Berlin/Gau. Der neue Stuttgarter Bahnhof soll unter der Erde liegen, und viele Gegner sehen ihn bereits als Milliardengrab: Statt wie geplant 4,5Mrd. wird das umstrittene Projekt bis zu 6,5Mrd. Euro kosten. Frühestens Ende 2022 können dort Züge verkehren, drei Jahre später als geplant. Die Deutsche Bahn hält trotzdem an dem Projekt fest. Der Bund als Eigentümer überlegte erst einen Ausstieg. Doch am Dienstag gab der Aufsichtsrat grünes Licht für den Weiterbau.

Wegen des unglücklichen Umgangs mit den Bürgerprotesten gegen „Stuttgart 21“ musste die CDU ihre Macht im Südwesten an die Grünen abgeben. Dass nun auch Kosten und Zeitplan der Megabaustelle aus dem Ruder laufen, macht sich im Wahlkampf gar nicht gut. Bahn-Chef Rüdiger Grube gibt zu: „Mit dem heutigen Kenntnisstand würde man das Projekt nicht beginnen“, schon ab 1,1Mrd. Mehrkosten schreibe man Verluste.
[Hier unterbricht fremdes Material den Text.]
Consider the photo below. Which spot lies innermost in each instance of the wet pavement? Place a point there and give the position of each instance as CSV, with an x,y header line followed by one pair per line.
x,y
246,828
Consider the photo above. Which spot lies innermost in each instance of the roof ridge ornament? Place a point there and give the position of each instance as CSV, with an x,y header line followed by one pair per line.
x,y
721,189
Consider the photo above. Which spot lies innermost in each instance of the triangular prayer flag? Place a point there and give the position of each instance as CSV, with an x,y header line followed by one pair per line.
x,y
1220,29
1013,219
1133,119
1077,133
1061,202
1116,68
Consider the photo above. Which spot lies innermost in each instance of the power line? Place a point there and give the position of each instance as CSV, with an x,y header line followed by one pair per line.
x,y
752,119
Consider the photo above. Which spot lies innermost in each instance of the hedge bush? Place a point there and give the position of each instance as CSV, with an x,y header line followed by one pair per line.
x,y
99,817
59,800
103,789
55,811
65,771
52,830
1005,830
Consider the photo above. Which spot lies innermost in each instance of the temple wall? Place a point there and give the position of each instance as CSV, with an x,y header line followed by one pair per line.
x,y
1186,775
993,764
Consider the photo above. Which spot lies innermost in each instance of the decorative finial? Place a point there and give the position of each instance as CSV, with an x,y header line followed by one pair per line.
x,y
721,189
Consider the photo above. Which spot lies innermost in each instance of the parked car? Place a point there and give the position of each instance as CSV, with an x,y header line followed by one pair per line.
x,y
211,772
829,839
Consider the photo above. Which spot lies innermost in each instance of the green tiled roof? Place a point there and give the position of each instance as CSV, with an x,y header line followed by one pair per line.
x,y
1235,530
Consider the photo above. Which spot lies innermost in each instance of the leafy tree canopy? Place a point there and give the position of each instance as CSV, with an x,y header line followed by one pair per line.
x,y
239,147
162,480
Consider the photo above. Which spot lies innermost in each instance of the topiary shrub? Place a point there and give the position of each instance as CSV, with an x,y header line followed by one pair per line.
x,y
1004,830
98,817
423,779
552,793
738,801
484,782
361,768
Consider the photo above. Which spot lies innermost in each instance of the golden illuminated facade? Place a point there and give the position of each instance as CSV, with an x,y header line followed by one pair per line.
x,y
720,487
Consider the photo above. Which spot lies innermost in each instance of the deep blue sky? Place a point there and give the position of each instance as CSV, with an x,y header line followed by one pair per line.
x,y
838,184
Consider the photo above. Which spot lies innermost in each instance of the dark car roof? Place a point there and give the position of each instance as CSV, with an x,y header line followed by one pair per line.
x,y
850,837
Klagen gegen Stadt und Land

Aber jetzt auszusteigen, käme noch teurer. Die Bahn rechnet mit zwei Mrd., um etwa Baufirmen zu entschädigen und die an die Stadt verkauften Grundstücke teuer zurückzukaufen. Das sei viel zu hoch gegriffen, meinen Projektgegner, für die ein Ausstieg nur 400 bis 600Mio. kosten müsste. Selbst nach der Kalkulation der Bahn beträgt die Kostendifferenz zwischen Weiterbau und Ausstieg gerade mal 70Mio. – eine sehr vage Entscheidungsgrundlage.

Der Bund aber ließ sich überzeugen. Vielleicht will Kanzlerin Merkel auch nur Ruhe bis zum Wahltermin im Herbst. Baden-Württemberg und Stuttgart wollen sich jedenfalls nicht an den Mehrkosten beteiligen. Ihr Anteil (beim Land 930Mio.) sei freiwillig, zu mehr könne sie niemand zwingen. Der Bund erlaubt nun der Bahn, die Beteiligung an den Mehrkosten notfalls einzuklagen. Weiters soll die Großbaustelle in eine eigene Gesellschaft samt Beirat ausgelagert werden, um die Kontrolle zu verbessern.